As with any structural Ab database, Ab structures form the foundation of SAAINT-DB. However, the Ab structures in the PDB to a large extent lack a unified Ab format. Fully solved Abs, consisting of all Ab domains, are rare; instead, Fab and Fv are the most common formats. Another widely studied format is VHH (Variable Heavy domain of Heavy chain only Ab), also known as a nanobody. Additionally, various engineered Ab formats exist, such as scFv (single-chain Fv). Due to experimental limitations, some Ab structures contain missing residues or domains, leading to discrepancies between deposited structures and their annotations. For example, an Ab is annotated as a Fab, whereas its atomic coordinates only include Fv domains. In this situation, it would be more appropriate to classify it as an Fv rather than a Fab.
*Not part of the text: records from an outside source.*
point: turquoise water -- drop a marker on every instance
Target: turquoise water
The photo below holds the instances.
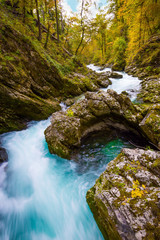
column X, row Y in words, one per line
column 42, row 196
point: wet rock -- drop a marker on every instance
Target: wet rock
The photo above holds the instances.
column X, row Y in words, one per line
column 3, row 155
column 115, row 75
column 125, row 199
column 150, row 125
column 97, row 112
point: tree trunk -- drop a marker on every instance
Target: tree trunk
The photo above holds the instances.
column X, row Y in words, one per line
column 47, row 37
column 83, row 29
column 39, row 24
column 57, row 22
column 24, row 11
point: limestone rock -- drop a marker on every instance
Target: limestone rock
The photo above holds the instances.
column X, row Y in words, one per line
column 125, row 200
column 100, row 111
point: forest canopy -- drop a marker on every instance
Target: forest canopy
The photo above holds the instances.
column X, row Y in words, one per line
column 113, row 35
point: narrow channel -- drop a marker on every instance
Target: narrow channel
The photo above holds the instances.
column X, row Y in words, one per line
column 42, row 196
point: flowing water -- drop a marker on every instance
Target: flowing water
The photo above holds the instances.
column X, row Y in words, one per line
column 128, row 83
column 42, row 196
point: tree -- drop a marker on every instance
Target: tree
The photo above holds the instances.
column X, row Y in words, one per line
column 38, row 19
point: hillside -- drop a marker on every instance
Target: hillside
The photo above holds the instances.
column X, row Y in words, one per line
column 33, row 80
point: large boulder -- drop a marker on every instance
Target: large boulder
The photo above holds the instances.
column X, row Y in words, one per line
column 100, row 111
column 125, row 200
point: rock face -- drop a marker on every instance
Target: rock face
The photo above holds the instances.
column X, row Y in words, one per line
column 146, row 66
column 100, row 111
column 125, row 200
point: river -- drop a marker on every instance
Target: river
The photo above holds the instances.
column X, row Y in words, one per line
column 42, row 196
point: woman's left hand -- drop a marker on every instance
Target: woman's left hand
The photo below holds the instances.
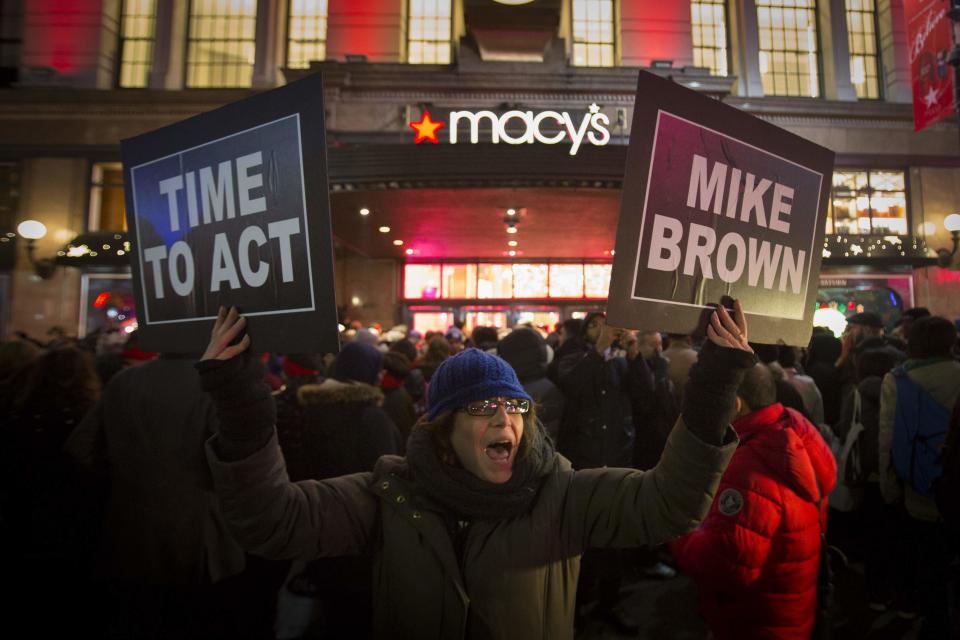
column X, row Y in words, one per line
column 228, row 326
column 728, row 332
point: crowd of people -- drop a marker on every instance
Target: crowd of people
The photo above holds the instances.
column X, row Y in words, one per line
column 490, row 483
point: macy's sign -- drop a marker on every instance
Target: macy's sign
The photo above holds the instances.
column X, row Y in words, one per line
column 519, row 127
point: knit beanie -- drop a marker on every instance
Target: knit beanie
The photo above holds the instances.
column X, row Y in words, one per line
column 471, row 375
column 358, row 361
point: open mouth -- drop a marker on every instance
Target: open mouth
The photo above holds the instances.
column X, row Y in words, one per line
column 499, row 451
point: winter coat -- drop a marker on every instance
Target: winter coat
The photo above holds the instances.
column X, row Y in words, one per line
column 756, row 555
column 345, row 430
column 162, row 523
column 597, row 426
column 514, row 578
column 940, row 377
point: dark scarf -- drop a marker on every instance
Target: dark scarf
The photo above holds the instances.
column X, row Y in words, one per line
column 468, row 497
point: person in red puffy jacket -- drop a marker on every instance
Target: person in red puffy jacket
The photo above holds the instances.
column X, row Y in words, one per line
column 755, row 557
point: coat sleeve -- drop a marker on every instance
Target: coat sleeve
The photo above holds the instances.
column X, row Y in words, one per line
column 624, row 508
column 278, row 519
column 730, row 551
column 890, row 486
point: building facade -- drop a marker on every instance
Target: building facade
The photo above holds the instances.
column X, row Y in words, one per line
column 507, row 212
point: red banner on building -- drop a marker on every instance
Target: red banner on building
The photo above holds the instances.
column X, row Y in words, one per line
column 929, row 36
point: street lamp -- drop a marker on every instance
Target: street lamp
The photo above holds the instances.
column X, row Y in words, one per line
column 31, row 231
column 952, row 224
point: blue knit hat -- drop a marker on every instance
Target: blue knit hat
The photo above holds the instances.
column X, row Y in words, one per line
column 471, row 375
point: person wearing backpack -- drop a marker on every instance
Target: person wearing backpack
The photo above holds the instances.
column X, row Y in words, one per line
column 915, row 404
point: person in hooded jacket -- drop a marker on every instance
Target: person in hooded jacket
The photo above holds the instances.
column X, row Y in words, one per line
column 345, row 431
column 597, row 431
column 756, row 555
column 397, row 403
column 821, row 366
column 526, row 351
column 478, row 531
column 874, row 520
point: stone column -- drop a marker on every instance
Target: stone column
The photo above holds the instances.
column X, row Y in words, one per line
column 834, row 40
column 270, row 55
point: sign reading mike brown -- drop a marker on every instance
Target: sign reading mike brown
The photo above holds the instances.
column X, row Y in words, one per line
column 231, row 208
column 716, row 204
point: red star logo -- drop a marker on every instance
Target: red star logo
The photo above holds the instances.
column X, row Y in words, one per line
column 426, row 129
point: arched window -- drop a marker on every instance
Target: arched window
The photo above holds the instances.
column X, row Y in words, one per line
column 593, row 33
column 429, row 31
column 708, row 21
column 789, row 51
column 221, row 43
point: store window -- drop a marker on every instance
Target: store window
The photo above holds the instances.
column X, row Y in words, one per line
column 862, row 35
column 494, row 281
column 306, row 33
column 593, row 33
column 459, row 281
column 221, row 43
column 488, row 281
column 424, row 321
column 708, row 20
column 596, row 280
column 530, row 281
column 789, row 53
column 107, row 209
column 138, row 22
column 429, row 32
column 869, row 202
column 566, row 281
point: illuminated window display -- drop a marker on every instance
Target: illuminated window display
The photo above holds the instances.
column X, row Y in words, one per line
column 221, row 43
column 869, row 202
column 789, row 56
column 107, row 208
column 429, row 32
column 137, row 26
column 708, row 19
column 492, row 281
column 593, row 33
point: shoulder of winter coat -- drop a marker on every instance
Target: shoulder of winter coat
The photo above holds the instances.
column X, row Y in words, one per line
column 332, row 391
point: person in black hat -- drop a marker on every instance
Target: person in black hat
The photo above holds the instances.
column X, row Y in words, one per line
column 907, row 318
column 479, row 530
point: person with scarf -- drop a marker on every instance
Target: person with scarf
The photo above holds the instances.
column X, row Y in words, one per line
column 479, row 530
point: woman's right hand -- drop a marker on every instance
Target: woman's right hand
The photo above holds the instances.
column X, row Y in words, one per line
column 227, row 327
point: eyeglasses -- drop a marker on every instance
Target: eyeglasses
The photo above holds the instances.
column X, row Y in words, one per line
column 486, row 408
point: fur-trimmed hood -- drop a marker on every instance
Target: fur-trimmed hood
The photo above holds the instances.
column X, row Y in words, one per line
column 332, row 391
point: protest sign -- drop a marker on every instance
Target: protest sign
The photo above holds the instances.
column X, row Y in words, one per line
column 717, row 203
column 231, row 208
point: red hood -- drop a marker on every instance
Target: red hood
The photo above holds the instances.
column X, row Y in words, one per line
column 791, row 447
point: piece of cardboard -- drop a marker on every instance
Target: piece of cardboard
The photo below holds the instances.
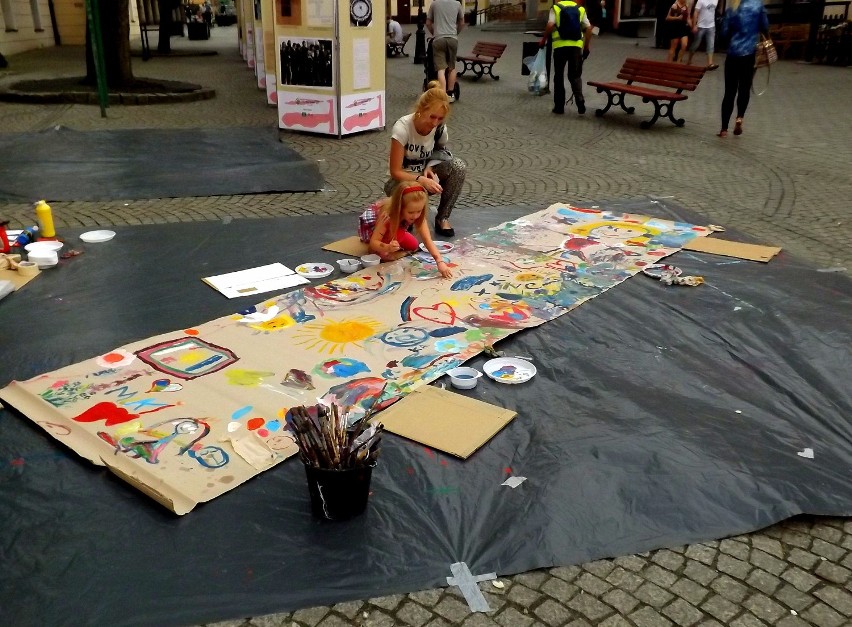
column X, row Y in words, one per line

To address this, SAAINT-parser implements a robust method for automatically categorizing Ab entries into the most appropriate types, such as Fab, Fv, VHH, scFv, and others, by considering sequence data, structural features, and PDB annotations (see Methods). To explicitly denote paired chains, we introduce chain-specific Ab types for both HCs and LCs. For instance, instead of simply labeling an Ab as Fab, we specify it as FabH:FabL. Similarly, we use VH:VL instead of Fv to represent paired variable domains. Overall, SAAINT-DB defines 29 Ab types; among them, the most common are FabH:FabL, VH:VL, VHH, and scFv, with respective counts of 9377, 3643, 3283, and 1377 entries (Fig. 2a). This aligns with the known prevalence of Fab, Fv, VHH, and scFv in solved Ab structures.
Protein chain length plays a critical role in classifying Ab types. However, determining Ab type solely from its FASTA-seq can be unreliable, as these sequences may include a large number of non-Ab residues. To improve classification accuracy, we analyze lengths from multiple sequence representations: FASTA-seq, PDB-seq, and Filled-seq, with a particular focus on the latter two. It is well established that VH, VHH, and VL domains are single-domain structures of approximately 110 amino acids (aa), whereas FabH and FabL include both a variable and constant domain, making them roughly twice as long (~220 aa). As shown, many VH FASTA-seqs exceed 400 aa, whereas their PDB-seqs and Filled-seqs remain ~110 aa (Fig. 2b). Similarly, while many FabH FASTA-seqs surpass 400 aa, their PDB-seqs and Filled-seqs remain ~220 aa. Additionally, VH-, VL-, and scFv- (representing incomplete VH, VL, or scFv structures) are generally shorter than their parental types (Fig. 2b, c). In contrast, VH+, VHH+, VL+, and VHVL+ exhibit broader length distributions (Fig. 2b, c), as they usually represent chimeric constructs combining Ab domains with other protein regions.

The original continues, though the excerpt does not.